Vegetables Sugar Peas

sugar peas
1593464507014.png
(from The Kitchen Gardener's Instructor, by Thomas Bridgeman, 1844)

Ingredients:

sugar peas​
boiling water​

Instructions:

The Sugar Peas have no inner tough film, or skin, to the pods, like the common sorts; they should therefore be boiled without shelling, and served up the same as Kidney Beans.​


Source: Wikimedia Commons

I picked the last of my snow peas yesterday just before the storm blew through and it set me to wondering when they were introduced to the US. I never ate any kind of edible pod peas as a child and first saw them in Asian dishes. I assumed this was a twentieth century food for Americans, which we developed a taste for in eating at Chinese restaurants.
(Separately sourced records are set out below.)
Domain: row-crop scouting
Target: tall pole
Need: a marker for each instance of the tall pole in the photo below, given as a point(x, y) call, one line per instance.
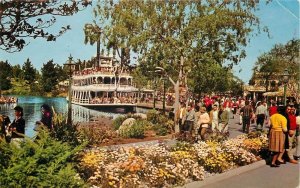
point(70, 64)
point(69, 120)
point(284, 94)
point(164, 97)
point(154, 94)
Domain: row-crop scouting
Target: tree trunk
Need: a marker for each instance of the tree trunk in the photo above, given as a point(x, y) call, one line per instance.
point(98, 54)
point(176, 88)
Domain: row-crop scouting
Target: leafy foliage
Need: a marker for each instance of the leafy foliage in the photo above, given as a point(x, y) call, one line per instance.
point(118, 122)
point(41, 163)
point(29, 71)
point(5, 75)
point(136, 130)
point(51, 75)
point(269, 65)
point(31, 19)
point(65, 132)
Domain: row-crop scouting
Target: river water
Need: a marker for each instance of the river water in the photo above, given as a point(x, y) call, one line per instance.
point(32, 111)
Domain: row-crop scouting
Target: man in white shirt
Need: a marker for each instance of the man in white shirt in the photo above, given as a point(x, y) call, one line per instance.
point(261, 113)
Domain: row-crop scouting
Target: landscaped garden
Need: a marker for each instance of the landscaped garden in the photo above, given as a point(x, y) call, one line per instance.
point(160, 165)
point(73, 156)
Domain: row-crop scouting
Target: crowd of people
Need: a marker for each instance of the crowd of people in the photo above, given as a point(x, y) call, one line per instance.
point(14, 132)
point(8, 100)
point(113, 100)
point(282, 122)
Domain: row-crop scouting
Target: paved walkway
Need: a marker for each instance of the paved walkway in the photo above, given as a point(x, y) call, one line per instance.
point(286, 176)
point(256, 175)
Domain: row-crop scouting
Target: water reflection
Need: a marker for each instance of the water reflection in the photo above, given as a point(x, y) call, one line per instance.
point(32, 112)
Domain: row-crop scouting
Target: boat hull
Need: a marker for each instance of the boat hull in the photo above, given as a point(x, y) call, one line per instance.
point(118, 108)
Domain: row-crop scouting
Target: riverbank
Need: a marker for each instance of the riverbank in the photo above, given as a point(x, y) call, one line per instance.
point(105, 124)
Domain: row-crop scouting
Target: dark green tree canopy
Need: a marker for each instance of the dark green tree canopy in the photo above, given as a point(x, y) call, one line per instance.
point(5, 75)
point(20, 19)
point(272, 64)
point(29, 71)
point(50, 76)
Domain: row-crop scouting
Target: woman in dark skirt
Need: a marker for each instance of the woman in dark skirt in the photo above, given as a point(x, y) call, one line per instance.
point(277, 137)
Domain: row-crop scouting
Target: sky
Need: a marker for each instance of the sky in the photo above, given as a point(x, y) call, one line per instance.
point(280, 16)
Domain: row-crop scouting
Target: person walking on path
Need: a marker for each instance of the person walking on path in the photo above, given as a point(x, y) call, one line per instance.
point(297, 154)
point(261, 113)
point(273, 108)
point(189, 122)
point(246, 113)
point(181, 117)
point(223, 120)
point(278, 125)
point(291, 127)
point(214, 120)
point(17, 127)
point(203, 122)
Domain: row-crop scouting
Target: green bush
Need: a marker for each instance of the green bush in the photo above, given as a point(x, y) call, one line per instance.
point(160, 130)
point(44, 162)
point(118, 122)
point(96, 135)
point(152, 116)
point(65, 132)
point(137, 130)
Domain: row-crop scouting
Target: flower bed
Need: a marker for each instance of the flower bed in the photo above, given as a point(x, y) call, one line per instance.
point(161, 166)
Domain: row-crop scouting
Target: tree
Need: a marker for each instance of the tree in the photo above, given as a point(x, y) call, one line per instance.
point(31, 19)
point(177, 35)
point(49, 76)
point(271, 64)
point(17, 72)
point(140, 79)
point(5, 75)
point(29, 71)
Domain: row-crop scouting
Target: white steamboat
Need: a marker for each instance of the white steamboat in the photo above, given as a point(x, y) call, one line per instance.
point(106, 87)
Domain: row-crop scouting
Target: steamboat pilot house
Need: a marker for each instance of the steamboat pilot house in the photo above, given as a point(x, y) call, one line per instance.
point(104, 86)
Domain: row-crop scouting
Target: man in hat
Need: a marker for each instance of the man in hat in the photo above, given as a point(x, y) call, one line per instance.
point(17, 127)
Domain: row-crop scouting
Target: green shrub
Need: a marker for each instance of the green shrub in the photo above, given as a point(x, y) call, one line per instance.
point(137, 130)
point(118, 122)
point(160, 130)
point(182, 146)
point(44, 162)
point(65, 132)
point(95, 135)
point(152, 116)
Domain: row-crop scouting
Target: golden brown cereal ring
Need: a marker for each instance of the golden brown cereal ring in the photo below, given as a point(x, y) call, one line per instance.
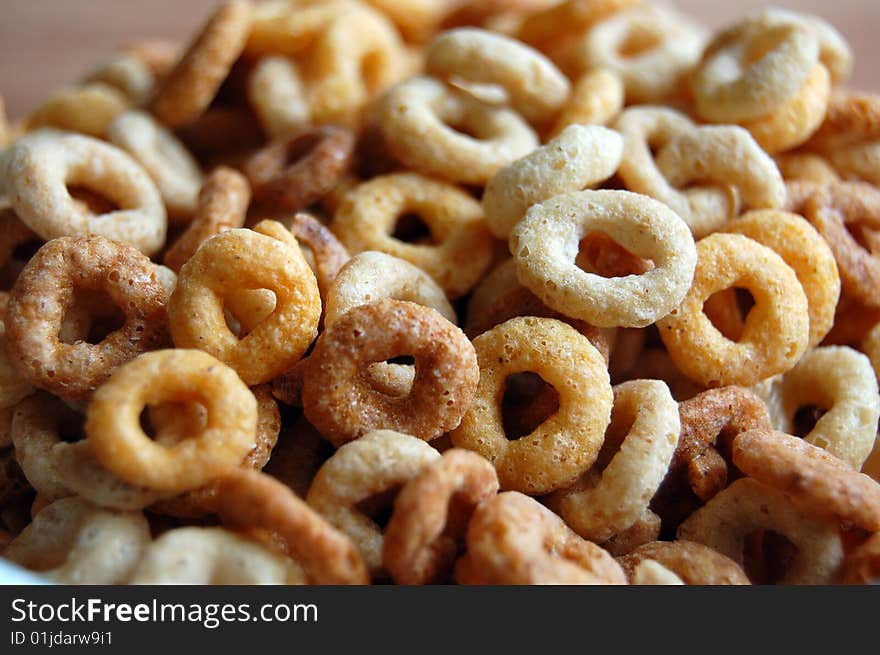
point(596, 98)
point(534, 86)
point(545, 241)
point(431, 513)
point(244, 259)
point(820, 482)
point(378, 463)
point(248, 498)
point(776, 330)
point(290, 175)
point(747, 506)
point(212, 556)
point(461, 247)
point(188, 89)
point(807, 253)
point(48, 285)
point(842, 381)
point(120, 444)
point(693, 562)
point(513, 539)
point(342, 404)
point(578, 158)
point(74, 542)
point(792, 123)
point(603, 504)
point(417, 119)
point(222, 204)
point(41, 168)
point(568, 442)
point(752, 68)
point(87, 109)
point(166, 160)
But I was wrong! In doing a little digging, I found our Civil War ancestors grew and ate edible pod peas! In fact, the snow pea was introduced into Asian cuisine from Europe - not the other way around. However, our fore-parents didn't eat the same sugar or snow peas we eat today. The varieties grown then died out (mostly it seems through lack of interest). What we eat today in the US is mostly a variety of edible pod peas developed in the 1950s and introduced to wide cultivation only in the 1970s.

PeasBeansAd.png

Shepherdstown Register April 6, 1867

Edible pod peas were then, as now, known as sugar snap peas, or simply as sugar peas, or sometimes as "mangetout" peas from their French name (mange tout meaning 'eat all' in French). Multiple varieties were developed and newspapers listed which were best for home gardeners to try. I couldn't find any cookbooks that gave instructions on how they were cooked, but a gardening book had tips!